Opini

Merdeka dari Belenggu Korupsi

Oleh : indonews - Selasa, 17/08/2021 20:44 WIB

Tenaga Ahli DPR RI Komisi III, Wilibaldus Kuntam.(Foto:Istimewa)

Oleh: Wilibaldus Kuntam*)

Jakarta, INDONEWS.ID - Usia negeri ini sudah 76 tahun. Ini usia yang sangat tua. Setua ini pula kita berjuang melawan korupsi tapi belum berhasil. Dulu Moehamad Hatta, salah satu pendiri bangsa, pernah merekabayangkan Indonesia sebagai negara merdeka tanpa korupsi. Tentu saja dengan merekabayangkan demikian berarti Hatta ingin mewujudkan kemerdekaan yang sesunggguhnya.

Tentu tak salah dengan ini. Seharusnya, tidak boleh ada korupsi dalam negara merdeka. Kenyataannya tidak seperti itu. Korupsi beranakpinak sejak Indonesia merdeka hingga kini berusia 76 tahun. Di tengah situasi semacam ini, publik tentu berharap pada politisi.

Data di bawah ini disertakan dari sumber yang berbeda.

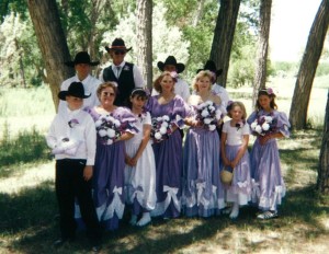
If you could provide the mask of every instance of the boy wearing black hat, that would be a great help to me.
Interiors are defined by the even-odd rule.
[[[115,38],[110,47],[105,46],[105,49],[110,54],[113,65],[101,72],[100,79],[117,83],[114,105],[128,106],[132,91],[144,86],[144,79],[139,68],[124,59],[132,47],[127,48],[122,38]]]
[[[58,93],[67,102],[49,128],[46,141],[56,159],[55,188],[60,216],[60,246],[72,241],[76,232],[75,198],[78,199],[87,234],[93,251],[99,250],[101,228],[91,196],[91,178],[95,157],[97,134],[92,117],[82,111],[84,93],[81,82],[72,82],[67,91]]]
[[[72,82],[81,82],[83,84],[84,92],[91,94],[90,97],[83,100],[83,107],[99,105],[100,102],[97,96],[97,90],[102,82],[90,74],[91,68],[99,64],[99,61],[91,61],[87,51],[79,51],[72,61],[65,62],[66,66],[76,69],[76,74],[61,83],[60,91],[67,91],[68,86]],[[65,111],[66,107],[67,102],[59,101],[58,112]]]
[[[160,71],[175,72],[177,82],[174,83],[174,93],[180,95],[185,102],[190,97],[190,86],[186,81],[181,79],[178,74],[183,72],[185,65],[182,62],[177,62],[174,56],[167,57],[166,61],[158,61],[158,68]],[[154,89],[152,95],[158,95],[158,92]]]

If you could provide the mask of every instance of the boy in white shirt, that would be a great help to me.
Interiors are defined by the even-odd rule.
[[[55,116],[46,140],[56,159],[55,187],[60,215],[61,238],[54,245],[75,239],[77,198],[88,238],[93,251],[98,251],[101,228],[91,196],[97,134],[92,117],[82,111],[83,99],[89,96],[81,82],[72,82],[67,91],[58,93],[67,107]]]

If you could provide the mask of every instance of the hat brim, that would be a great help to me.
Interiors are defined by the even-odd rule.
[[[72,94],[72,93],[69,93],[68,91],[60,91],[58,93],[58,97],[61,100],[61,101],[66,101],[66,96],[75,96],[75,97],[81,97],[81,99],[87,99],[87,97],[90,97],[91,94]]]
[[[66,61],[64,62],[66,66],[68,67],[75,67],[76,65],[79,65],[79,64],[87,64],[87,65],[90,65],[90,66],[98,66],[100,65],[100,61],[90,61],[90,62],[75,62],[75,61]]]
[[[158,68],[159,68],[160,71],[164,71],[166,64],[163,61],[158,61],[157,66],[158,66]],[[178,62],[174,66],[175,66],[177,73],[181,73],[185,69],[185,65],[181,64],[181,62]]]
[[[113,51],[113,50],[125,50],[126,53],[127,51],[131,51],[132,50],[132,48],[133,47],[129,47],[129,48],[118,48],[118,47],[116,47],[116,48],[113,48],[113,47],[107,47],[107,46],[105,46],[105,50],[107,51],[107,53],[110,53],[111,50]]]

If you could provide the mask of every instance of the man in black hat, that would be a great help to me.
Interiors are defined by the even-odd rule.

Harapan itu bukan tanpa alasan. Alasannya sederhana. Politisilah yang mengubar janji memberantas korupsi.

Janji Politik

Janji politisi memberantas korupsi selalu dikenang masyarakat. Selain dikenang, janji politik itu pun ditagih publik. Soal janji politik, bolehlah kita membuka kembali file yang ada selama pesta demokrasi berlangsung. Entah itu demokrasi pilres, legislatif maupun demokrasi pemilukada.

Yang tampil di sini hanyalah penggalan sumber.